The book follows three physics researchers: Lloyd, Michiko, and Theo. When their experiment goes awry, everyone in the world passes out for just under two minutes. During that time, everyone sees themselves as they are thirty years in the future, just enough time to figure out their surroundings. When they wake up, they find disasters all over the world from planes and cars crashing and people falling to their deaths. The three, as well as the other researchers in the lab, try to figure out what happened and if they are really liable. Lloyd and Michiko are engaged, but they see themselves not together in the future.

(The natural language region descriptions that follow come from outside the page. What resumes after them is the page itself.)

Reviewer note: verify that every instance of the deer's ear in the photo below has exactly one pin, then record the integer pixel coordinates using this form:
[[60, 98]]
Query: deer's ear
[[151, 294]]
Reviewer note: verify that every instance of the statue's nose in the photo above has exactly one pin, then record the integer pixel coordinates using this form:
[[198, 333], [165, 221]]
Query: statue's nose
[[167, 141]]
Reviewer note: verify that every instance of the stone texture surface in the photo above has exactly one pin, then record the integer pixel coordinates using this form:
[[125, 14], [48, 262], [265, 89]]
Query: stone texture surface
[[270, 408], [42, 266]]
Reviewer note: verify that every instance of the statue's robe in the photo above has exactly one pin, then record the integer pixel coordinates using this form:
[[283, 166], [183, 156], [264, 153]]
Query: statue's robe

Theo sees nothing, which indicates he must be dead though he is only twenty-seven-years-old in the present. Theo goes hunting for the reason for his death. Lloyd and Michiko inter existential crises over their relationship. And the ultimate question is, can the future be changed or is it fixed.
I thought the premise was well developed. Written in third person, mostly from Lloyd and Theo’s perspectives, the narrative jumped between them just often enough to keep the plot going quickly. I was in awe of how much philosophy, physics, and relationship drama could be drawn out to convey the premise without getting soapy. Now, some may argue that it is soapy, but I thought it was decent human drama. The climax was exciting, with a terrific ending, although I could have done without the last chapter. It’s the only part that I didn’t like where it went.

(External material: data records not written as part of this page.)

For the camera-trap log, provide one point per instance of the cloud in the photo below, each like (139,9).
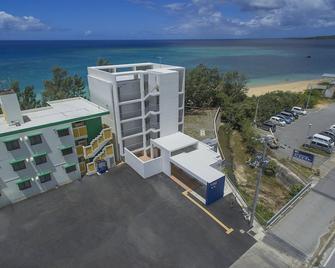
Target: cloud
(209,16)
(146,3)
(294,14)
(9,22)
(175,6)
(88,33)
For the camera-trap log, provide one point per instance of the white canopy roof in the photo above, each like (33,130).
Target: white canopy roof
(198,164)
(174,142)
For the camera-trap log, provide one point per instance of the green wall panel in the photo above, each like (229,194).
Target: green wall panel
(94,127)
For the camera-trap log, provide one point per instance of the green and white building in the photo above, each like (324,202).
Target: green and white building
(47,147)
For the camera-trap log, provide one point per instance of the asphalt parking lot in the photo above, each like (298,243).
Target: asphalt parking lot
(296,134)
(117,220)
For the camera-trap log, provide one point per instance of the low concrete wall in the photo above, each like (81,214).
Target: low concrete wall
(145,169)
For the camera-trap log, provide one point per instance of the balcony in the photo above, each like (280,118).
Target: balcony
(105,154)
(98,143)
(80,132)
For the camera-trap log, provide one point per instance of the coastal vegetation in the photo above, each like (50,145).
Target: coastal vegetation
(207,88)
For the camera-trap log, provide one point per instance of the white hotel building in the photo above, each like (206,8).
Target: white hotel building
(145,100)
(146,104)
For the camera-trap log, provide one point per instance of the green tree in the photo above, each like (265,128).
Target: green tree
(103,61)
(233,85)
(200,84)
(28,99)
(62,86)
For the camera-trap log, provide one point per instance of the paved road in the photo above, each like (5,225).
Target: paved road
(294,135)
(300,230)
(116,220)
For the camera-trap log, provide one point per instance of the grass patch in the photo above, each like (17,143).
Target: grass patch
(273,193)
(302,171)
(315,151)
(199,119)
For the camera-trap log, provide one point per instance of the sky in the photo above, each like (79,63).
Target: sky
(163,19)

The three main characters were believable, especially Lloyd and Michiko. Lloyd tries to convince the world that there is no free will, that the future is static. He must believe this to absolve himself of the guilt over the deaths of so many people because of his experiment. Michiko believes it is changeable. Always the warm, intense, and hopeful person, she doesn’t believe in predestination and is convinced Lloyd is wrong. Theo, upon finding out that he was murdered, believes he must try to change the future and pursues all information he can gather about his demise in hopes of avoiding it. He’s young and brash and quite the arrogant wunderkind. Still he is likeable despite not thinking through most of his decisions.
This book, like the others of Sawyer's I read, all have the same style of writing. Not much prose and a lot of action. But this book also has long stretches of the philosophy of time and physics and cosmology in layman’s terms. It was easy to follow, even for someone like me who flunked out of his physics major in college. I give this book four stars out of five. It grabs you quickly and keeps you reading throughout the book. I found myself reading close to forty pages an hour because I was so engrossed in it. It was a stark contrast to the ten pages an hour I was reading for the last book, with a quick dozing off at about that one hour mark.